If you would like to, please give feedback and write a letter to the Editor of the NZ Herald
letters@nzherald.co.nz
www.familyfirst.org.nz

5 Responses to ““Smacking laws were never about the real issue of child abuse””

  1. Alastair says:

    80% of New Zealanders can’t be wrong!

  2. Dave says:

    Yes I agree – what about addressing the real child abuse?

  3. Dave says:

    The reason people don’t talk about the real issues around child abuse is because it would lead them to examine the DPB. A rational child focused person would be forced to conclude the DPB should be abolished. This in turn is bad news politically. Hence it is better to avoid the real issues around child abuse and allow more children to be tortured and killed.

  4. Hans Laven says:

    Dave (reply #3). Good analysis. And that is why a vote for a minor party prepared to challenge the DPB is not a wasted vote but can be the most powerful vote possible. Only smaller parties can afford to challenge the DPB because they have little to lose. But even a small groundswell of support for reform in DBP policies will provide an opportunity for politicians from other parties to enter debate about it.

    In this way a vote for a small party’s policies can exert leverage, like a small deposit on an appreciating asset can yield a profit that is large relative to the investment.

  5. Allan Harvey says:

    Very true. Single issue parties and small parties have large leverage effects. Many tiny groups have had huge influences.
    One of my favourite judicial stories is set in 1670. Two young zealots (Penn and Meade) were before a jury for a charge of disturbing the peace. The jury refused to find them guilty so the judge threw the whole jury into prison with instructions they were not to be given food or water until they changed their minds. A Habeas Corpus application to another judge saw them released and new law was passed that Judges could not lean on juries in similar ways in the future. All power to 2 little guys and 12 honest and true citizens.

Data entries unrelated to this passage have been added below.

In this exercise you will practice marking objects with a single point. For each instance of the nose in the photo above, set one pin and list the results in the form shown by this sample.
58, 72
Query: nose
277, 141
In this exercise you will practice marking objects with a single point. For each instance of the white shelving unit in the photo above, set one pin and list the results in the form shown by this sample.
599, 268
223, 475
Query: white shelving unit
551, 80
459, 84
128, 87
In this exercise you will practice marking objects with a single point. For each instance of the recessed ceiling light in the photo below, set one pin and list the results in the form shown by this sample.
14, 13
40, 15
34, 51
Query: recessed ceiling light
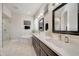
15, 7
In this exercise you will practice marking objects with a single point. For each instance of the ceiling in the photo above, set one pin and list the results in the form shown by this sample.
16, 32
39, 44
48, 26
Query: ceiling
28, 9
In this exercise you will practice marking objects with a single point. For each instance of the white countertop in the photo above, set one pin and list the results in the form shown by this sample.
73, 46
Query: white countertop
59, 47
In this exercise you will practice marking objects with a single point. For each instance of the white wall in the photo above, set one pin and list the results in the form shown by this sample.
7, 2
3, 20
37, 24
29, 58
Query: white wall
17, 26
0, 25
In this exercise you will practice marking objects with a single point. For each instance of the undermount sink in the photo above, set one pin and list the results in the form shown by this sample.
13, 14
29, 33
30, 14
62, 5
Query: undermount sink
55, 42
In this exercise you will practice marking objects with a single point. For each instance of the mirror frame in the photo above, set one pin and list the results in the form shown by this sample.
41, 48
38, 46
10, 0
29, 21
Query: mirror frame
59, 31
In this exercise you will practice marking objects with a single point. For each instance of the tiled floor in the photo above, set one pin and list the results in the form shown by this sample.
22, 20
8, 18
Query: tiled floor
18, 47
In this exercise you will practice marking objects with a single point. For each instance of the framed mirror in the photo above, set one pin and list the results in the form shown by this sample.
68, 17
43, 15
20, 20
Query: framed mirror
65, 18
41, 24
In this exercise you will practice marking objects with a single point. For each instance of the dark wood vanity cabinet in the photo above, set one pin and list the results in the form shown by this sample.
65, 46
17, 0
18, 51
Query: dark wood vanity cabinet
41, 49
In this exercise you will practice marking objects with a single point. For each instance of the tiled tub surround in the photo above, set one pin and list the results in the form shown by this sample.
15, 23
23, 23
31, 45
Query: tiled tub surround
59, 46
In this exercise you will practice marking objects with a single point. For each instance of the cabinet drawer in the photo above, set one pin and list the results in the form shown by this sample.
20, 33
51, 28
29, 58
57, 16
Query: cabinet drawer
47, 50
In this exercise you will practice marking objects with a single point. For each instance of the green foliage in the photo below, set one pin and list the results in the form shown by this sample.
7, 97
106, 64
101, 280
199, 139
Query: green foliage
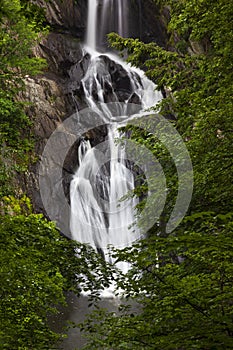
19, 32
183, 285
37, 266
183, 282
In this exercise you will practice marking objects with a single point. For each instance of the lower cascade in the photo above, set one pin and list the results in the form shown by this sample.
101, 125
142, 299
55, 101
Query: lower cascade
104, 176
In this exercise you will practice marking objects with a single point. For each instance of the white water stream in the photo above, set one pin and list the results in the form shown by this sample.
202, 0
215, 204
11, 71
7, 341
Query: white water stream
97, 215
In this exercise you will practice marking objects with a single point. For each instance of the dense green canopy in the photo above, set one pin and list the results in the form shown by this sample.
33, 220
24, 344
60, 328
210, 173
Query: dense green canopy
183, 280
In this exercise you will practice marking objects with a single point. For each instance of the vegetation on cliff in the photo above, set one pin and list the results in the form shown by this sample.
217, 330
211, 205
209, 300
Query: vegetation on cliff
183, 280
38, 264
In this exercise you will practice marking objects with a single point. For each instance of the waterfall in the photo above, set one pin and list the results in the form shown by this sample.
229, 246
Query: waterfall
103, 177
91, 24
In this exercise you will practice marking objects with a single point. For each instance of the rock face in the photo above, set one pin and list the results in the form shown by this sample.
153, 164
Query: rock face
58, 92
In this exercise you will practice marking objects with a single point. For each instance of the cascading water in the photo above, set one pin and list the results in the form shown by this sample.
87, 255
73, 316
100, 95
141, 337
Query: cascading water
97, 215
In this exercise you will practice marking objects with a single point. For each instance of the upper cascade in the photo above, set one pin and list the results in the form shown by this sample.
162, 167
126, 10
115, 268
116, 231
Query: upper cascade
105, 175
108, 16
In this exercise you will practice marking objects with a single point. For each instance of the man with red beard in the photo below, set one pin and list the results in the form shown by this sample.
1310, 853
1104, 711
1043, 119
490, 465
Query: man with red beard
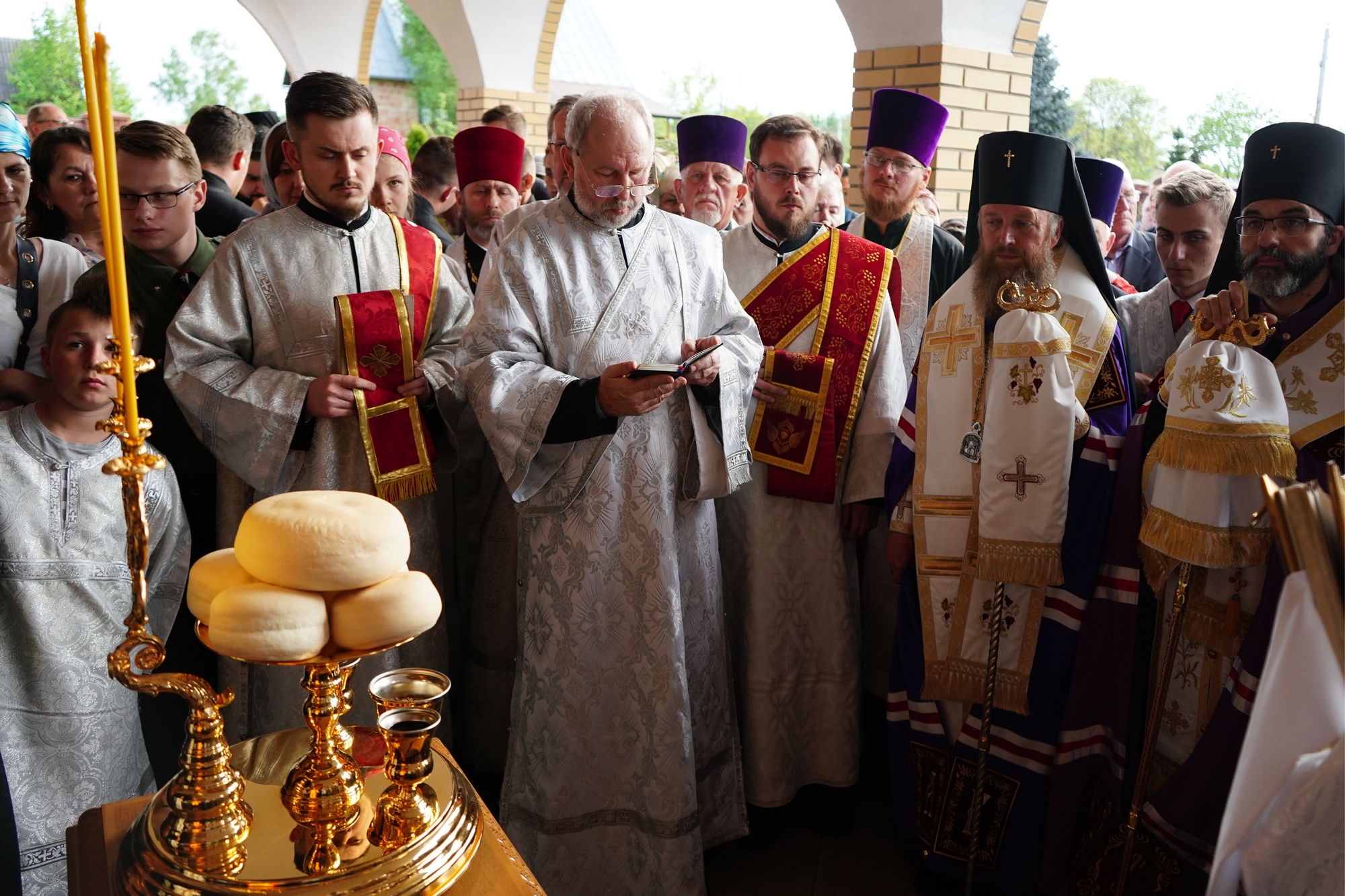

    There is one “quote” from the trial that may cheer the hearts of litigants here who are fed up with the run around of “common” understandings, procedures and law used against “we common folk” by “The System”;

    Penn: The question is not, whether I am Guilty of this Indictment, but whether this Indictment be legal. It is too general and imperfect in answer, to say it is the common-law, unless we knew both where and what it is. For where there is no law, there is no transgression; and that law which is not in being, is so far from being common, that it is no law at all.
    Judge: You are an impertinent fellow, will you teach the court what law is? It is Lex non scripta, that which many have studied thirty or forty years to know, and would you have me tell you in a moment?
    Penn: Certainly, if the common-law be so hard to understand, it is far from being common.